The month kicked off with the announcement that Activision, Vivendi and Blizzard are merging to form a giant supercompany specialising in games about skateboards, guitars, elves and bandicoots. But what will the new company be called, everyone wondered amusingly? Vivendivision? Actiblizzard? Or perhaps our favourite, which came from an insider at one of the aforementioned firms: Blactivision.
The Video Appeals Committee decided Manhunt 2 wasn't that bad after all and should be allowed to go on sale. What nonsense, said the BBFC, who called for a judicial review. Industry watchers have suggested the judge will give the game six out of ten.
Sony CEO Howard Stringer caused a row when he declared PS3 offers "infinitely more fun" than the Wii. It's certainly infinitely more available in shops.

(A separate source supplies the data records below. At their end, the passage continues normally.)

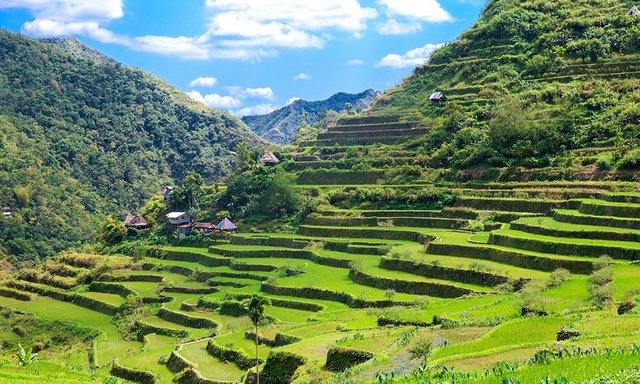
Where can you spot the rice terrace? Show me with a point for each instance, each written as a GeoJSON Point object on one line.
{"type": "Point", "coordinates": [478, 222]}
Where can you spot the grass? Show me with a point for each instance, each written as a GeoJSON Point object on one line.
{"type": "Point", "coordinates": [489, 324]}
{"type": "Point", "coordinates": [207, 365]}
{"type": "Point", "coordinates": [516, 334]}
{"type": "Point", "coordinates": [109, 346]}
{"type": "Point", "coordinates": [108, 298]}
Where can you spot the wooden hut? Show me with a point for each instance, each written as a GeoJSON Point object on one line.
{"type": "Point", "coordinates": [269, 159]}
{"type": "Point", "coordinates": [206, 228]}
{"type": "Point", "coordinates": [137, 222]}
{"type": "Point", "coordinates": [226, 226]}
{"type": "Point", "coordinates": [167, 192]}
{"type": "Point", "coordinates": [437, 97]}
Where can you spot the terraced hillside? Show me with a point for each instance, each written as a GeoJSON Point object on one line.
{"type": "Point", "coordinates": [528, 85]}
{"type": "Point", "coordinates": [355, 289]}
{"type": "Point", "coordinates": [421, 235]}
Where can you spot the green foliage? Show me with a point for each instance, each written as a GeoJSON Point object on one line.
{"type": "Point", "coordinates": [25, 357]}
{"type": "Point", "coordinates": [94, 139]}
{"type": "Point", "coordinates": [600, 282]}
{"type": "Point", "coordinates": [113, 231]}
{"type": "Point", "coordinates": [421, 349]}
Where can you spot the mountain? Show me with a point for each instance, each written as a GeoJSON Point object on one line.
{"type": "Point", "coordinates": [528, 83]}
{"type": "Point", "coordinates": [83, 137]}
{"type": "Point", "coordinates": [280, 126]}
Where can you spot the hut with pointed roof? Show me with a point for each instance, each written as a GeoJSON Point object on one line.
{"type": "Point", "coordinates": [137, 222]}
{"type": "Point", "coordinates": [226, 226]}
{"type": "Point", "coordinates": [269, 159]}
{"type": "Point", "coordinates": [206, 228]}
{"type": "Point", "coordinates": [437, 97]}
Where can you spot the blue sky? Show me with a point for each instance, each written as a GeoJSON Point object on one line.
{"type": "Point", "coordinates": [252, 56]}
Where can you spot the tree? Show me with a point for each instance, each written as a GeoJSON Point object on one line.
{"type": "Point", "coordinates": [256, 307]}
{"type": "Point", "coordinates": [421, 350]}
{"type": "Point", "coordinates": [113, 231]}
{"type": "Point", "coordinates": [278, 198]}
{"type": "Point", "coordinates": [192, 189]}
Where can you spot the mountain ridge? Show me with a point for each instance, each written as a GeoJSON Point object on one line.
{"type": "Point", "coordinates": [281, 125]}
{"type": "Point", "coordinates": [83, 138]}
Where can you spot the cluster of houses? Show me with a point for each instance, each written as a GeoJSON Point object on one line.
{"type": "Point", "coordinates": [181, 221]}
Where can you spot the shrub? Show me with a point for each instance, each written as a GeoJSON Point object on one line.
{"type": "Point", "coordinates": [280, 367]}
{"type": "Point", "coordinates": [341, 358]}
{"type": "Point", "coordinates": [631, 160]}
{"type": "Point", "coordinates": [558, 277]}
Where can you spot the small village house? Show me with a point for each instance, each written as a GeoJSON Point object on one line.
{"type": "Point", "coordinates": [184, 231]}
{"type": "Point", "coordinates": [269, 159]}
{"type": "Point", "coordinates": [167, 192]}
{"type": "Point", "coordinates": [178, 218]}
{"type": "Point", "coordinates": [137, 222]}
{"type": "Point", "coordinates": [437, 97]}
{"type": "Point", "coordinates": [226, 226]}
{"type": "Point", "coordinates": [206, 228]}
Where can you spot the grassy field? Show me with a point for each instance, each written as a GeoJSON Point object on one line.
{"type": "Point", "coordinates": [322, 303]}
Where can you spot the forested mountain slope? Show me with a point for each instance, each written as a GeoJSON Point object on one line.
{"type": "Point", "coordinates": [81, 138]}
{"type": "Point", "coordinates": [528, 82]}
{"type": "Point", "coordinates": [280, 126]}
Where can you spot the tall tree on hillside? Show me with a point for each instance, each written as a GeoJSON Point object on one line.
{"type": "Point", "coordinates": [256, 307]}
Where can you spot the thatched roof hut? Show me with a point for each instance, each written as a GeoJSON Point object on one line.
{"type": "Point", "coordinates": [226, 225]}
{"type": "Point", "coordinates": [437, 97]}
{"type": "Point", "coordinates": [269, 159]}
{"type": "Point", "coordinates": [137, 222]}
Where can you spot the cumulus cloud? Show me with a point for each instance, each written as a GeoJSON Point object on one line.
{"type": "Point", "coordinates": [203, 82]}
{"type": "Point", "coordinates": [69, 10]}
{"type": "Point", "coordinates": [302, 76]}
{"type": "Point", "coordinates": [214, 100]}
{"type": "Point", "coordinates": [243, 93]}
{"type": "Point", "coordinates": [393, 27]}
{"type": "Point", "coordinates": [412, 58]}
{"type": "Point", "coordinates": [260, 109]}
{"type": "Point", "coordinates": [424, 10]}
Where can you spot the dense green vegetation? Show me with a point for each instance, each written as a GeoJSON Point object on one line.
{"type": "Point", "coordinates": [476, 241]}
{"type": "Point", "coordinates": [281, 126]}
{"type": "Point", "coordinates": [529, 82]}
{"type": "Point", "coordinates": [83, 137]}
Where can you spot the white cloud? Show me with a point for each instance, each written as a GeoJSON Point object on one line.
{"type": "Point", "coordinates": [243, 93]}
{"type": "Point", "coordinates": [412, 58]}
{"type": "Point", "coordinates": [182, 47]}
{"type": "Point", "coordinates": [69, 10]}
{"type": "Point", "coordinates": [302, 76]}
{"type": "Point", "coordinates": [284, 23]}
{"type": "Point", "coordinates": [203, 82]}
{"type": "Point", "coordinates": [46, 27]}
{"type": "Point", "coordinates": [393, 27]}
{"type": "Point", "coordinates": [424, 10]}
{"type": "Point", "coordinates": [260, 109]}
{"type": "Point", "coordinates": [214, 100]}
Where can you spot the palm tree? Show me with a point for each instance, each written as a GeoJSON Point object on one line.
{"type": "Point", "coordinates": [256, 306]}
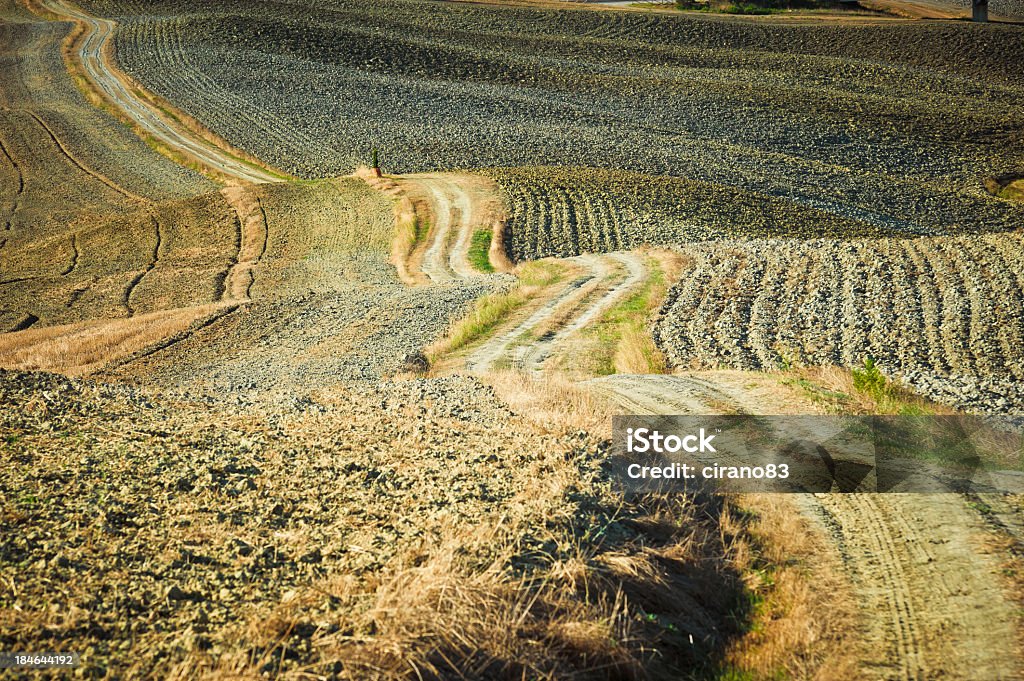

Harmonix blamed Activision for blocking a patch that would allow Guitar Hero PS3 guitars to work with Rock Band. Activision blamed Harmonix right back, prompting rumours the two companies will appear on Jeremy Kyle to sort it all out.
In other news, the Wii can cure brain damage. Hopefully the kind you get from being forced to play endless mini-game collections on it.
This month's live text special starred Bungie's Jonty Barnes and Frank O'Connor. Kieron Gillen offered us a defence of BioShock and Tom said Rock Band rocks. The PS3 version of The Orange Box turned out all right, though it was a bit touch and go.